Творцы, вот оно. Сейчас меня выплюнут в гнездо и съедят.
Я не хочу быть съеденной.
Вокруг меня раздается грохочущий звук, и дракон разжимает пасть, между остриями его чудовищных клыков ― каждый из которых намного больше меня ― тянутся ниточки слюны. В увеличивающуюся щель пробивается яркий свет, режущий мои глаза до боли.
Я все еще щурюсь, когда зверь опускает голову, просовывает язык под бревно и выплевывает меня, как кусок мусора.
Мое сердце подскакивает к горлу, когда я взмываю в небо, давя в себе крик, грозящий вырваться наружу.
Благодарю.
Я отказываюсь умирать с воплем на губах. Я буду рычать, проклинать и огрызаться на этих маленьких, колючих, огнедышащих ублюдков, пока они не вырвут мне глотку.
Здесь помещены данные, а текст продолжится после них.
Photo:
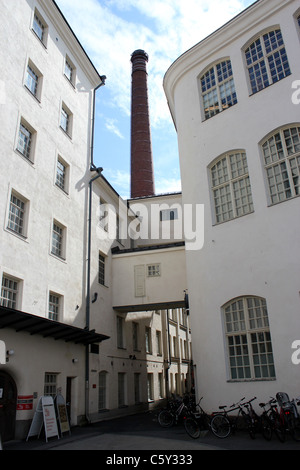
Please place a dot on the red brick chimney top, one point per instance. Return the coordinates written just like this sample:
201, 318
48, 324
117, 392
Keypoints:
142, 179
Гравитация тянет меня вниз, и я падаю лицом во что-то теплое… рыхлое… через то, что невозможно дышать. Гораздо мягче, чем я представляла себе гнездо Саберсайта. И жара не обугливает кожу, как я ожидала, хотя я уверена, что его отродья устранят этот недостаток.
Столб, к которому я до сих пор привязана, дергается назад и снова опускается, так что я оказываюсь лежащей на нем, а не наоборот ― как идеально поданное блюдо на палочке.
Эти детеныши должны быть огромными. И сильными. И им, должно быть, нравится играть со своей едой.
Чудесно.
У меня сводит желудок, и слюна саберсайта поднимается к горлу. Я поворачиваю голову и меня рвет, я кашляю, хриплю, кишки сводит судорогой, когда из меня извергается… все.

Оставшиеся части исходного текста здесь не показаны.